Spoilers for later seasons of DS9 below:
From the series I gather that Cardassian culture loves conversation and talking and that the government has been repressive for quite some time. We hear about some Cardassian literature through Garak, which of questionable quality according to Bashir. That may just be due to cultural tastes, but another option is that this government approved, published literature isn’t actually the best that Cardassia has to offer. Perhaps the best literature in Cardassian society is actually oral literature.
In ASIT, Garak infers that Cardassians have better memory recall abilties than humans, which would allow them to remember oral literature even better than humans. And we managed to create great works of art via oral literature - most famously Homer. Oral literature would exist in no physical form - there’d be no way for the Obsidian Order to punish you unless they heard you speak the story aloud. Otherwise it would stay safe within your head. It’s also my headcanon that the Order is a bit more lenient with oral than with written literature. Oral literature can’t be mass distributed as easily as the written word, and is therefore treated as slightly less subversive.

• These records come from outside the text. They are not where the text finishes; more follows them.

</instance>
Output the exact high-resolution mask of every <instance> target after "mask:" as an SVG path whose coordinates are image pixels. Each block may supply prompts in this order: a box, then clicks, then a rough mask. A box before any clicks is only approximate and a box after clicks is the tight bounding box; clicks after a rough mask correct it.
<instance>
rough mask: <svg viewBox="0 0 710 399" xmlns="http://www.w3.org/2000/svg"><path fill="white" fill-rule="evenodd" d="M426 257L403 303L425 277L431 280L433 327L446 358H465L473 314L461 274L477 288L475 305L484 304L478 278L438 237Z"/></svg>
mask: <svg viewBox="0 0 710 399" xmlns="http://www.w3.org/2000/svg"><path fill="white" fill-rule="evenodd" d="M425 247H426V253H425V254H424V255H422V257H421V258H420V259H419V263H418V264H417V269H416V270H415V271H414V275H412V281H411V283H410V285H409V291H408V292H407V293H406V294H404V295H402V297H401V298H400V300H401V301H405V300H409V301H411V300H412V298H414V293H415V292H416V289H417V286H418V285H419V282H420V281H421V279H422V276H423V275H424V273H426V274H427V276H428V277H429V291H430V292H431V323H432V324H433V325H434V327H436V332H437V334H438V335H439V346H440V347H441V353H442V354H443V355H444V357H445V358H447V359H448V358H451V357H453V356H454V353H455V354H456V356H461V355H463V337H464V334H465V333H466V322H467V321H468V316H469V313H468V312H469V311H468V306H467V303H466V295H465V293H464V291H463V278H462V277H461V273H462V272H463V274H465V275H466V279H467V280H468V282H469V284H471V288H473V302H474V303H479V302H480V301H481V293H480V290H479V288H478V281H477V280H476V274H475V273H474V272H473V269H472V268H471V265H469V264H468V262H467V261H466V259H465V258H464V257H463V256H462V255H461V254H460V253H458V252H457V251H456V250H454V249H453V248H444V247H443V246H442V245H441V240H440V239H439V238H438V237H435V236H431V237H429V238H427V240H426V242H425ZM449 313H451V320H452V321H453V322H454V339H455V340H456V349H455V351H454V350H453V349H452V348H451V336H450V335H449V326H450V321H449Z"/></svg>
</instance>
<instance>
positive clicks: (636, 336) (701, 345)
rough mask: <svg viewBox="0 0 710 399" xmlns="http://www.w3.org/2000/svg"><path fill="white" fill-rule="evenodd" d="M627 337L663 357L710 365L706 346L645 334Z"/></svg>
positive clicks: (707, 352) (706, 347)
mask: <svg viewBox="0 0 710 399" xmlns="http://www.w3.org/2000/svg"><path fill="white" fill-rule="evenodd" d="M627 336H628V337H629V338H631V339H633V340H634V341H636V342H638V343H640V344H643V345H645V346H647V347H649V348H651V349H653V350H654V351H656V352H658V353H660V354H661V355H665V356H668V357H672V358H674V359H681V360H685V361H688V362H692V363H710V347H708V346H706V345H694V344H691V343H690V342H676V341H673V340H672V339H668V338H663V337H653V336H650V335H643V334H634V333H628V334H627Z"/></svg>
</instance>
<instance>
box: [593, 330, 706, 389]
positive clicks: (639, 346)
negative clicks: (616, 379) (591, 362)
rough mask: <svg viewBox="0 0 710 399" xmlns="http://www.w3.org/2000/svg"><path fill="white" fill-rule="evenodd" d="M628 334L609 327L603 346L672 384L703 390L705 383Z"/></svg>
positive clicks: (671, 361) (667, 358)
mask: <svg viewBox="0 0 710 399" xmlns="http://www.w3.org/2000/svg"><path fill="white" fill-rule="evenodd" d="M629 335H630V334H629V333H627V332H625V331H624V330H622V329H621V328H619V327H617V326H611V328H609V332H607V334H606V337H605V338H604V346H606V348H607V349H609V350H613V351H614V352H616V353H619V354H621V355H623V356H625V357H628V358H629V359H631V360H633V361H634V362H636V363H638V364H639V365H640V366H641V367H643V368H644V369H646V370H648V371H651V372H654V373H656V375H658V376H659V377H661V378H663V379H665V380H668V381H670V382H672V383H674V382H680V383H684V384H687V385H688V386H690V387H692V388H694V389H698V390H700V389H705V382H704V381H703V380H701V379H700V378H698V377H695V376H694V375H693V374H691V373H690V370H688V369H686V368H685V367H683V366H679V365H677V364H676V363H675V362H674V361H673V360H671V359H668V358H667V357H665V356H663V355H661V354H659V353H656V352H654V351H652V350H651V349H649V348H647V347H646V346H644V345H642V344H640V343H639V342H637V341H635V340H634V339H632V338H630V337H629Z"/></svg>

This means that Cardassian society is full of storytellers, telling tales from days gone by - all the way back to the Hebitian era. They tell stories that don’t quite conform to the strict edicts of the state - stories that occasionally make fun of the talking heads screens, of the endless trials with their foregone conclusions. Even dark subject matter such as the Obsidian Order and its torturers comes up occasionally - usually presented with a dark Cardassian sense of humor. The truly accurate version of current events and of the long history of their world is told not in the written annals, but in the voices and memories of the ordinary people of Cardassia.
And THIS makes the ending scene with Garak all the more poignant and heartbreaking. To lose 1 billion people (1/9th of the population of Prime according to a number I saw) is not only to lose scientific and artistic minds - it is to lose the stories, the histories carried in the minds of all the people. Whatever knowledge of Cardassia’s past they carried, whatever literature they knew is gone forever. When your cultures’ literature and history is all oral, to lose so much of the populace is an irreparable loss.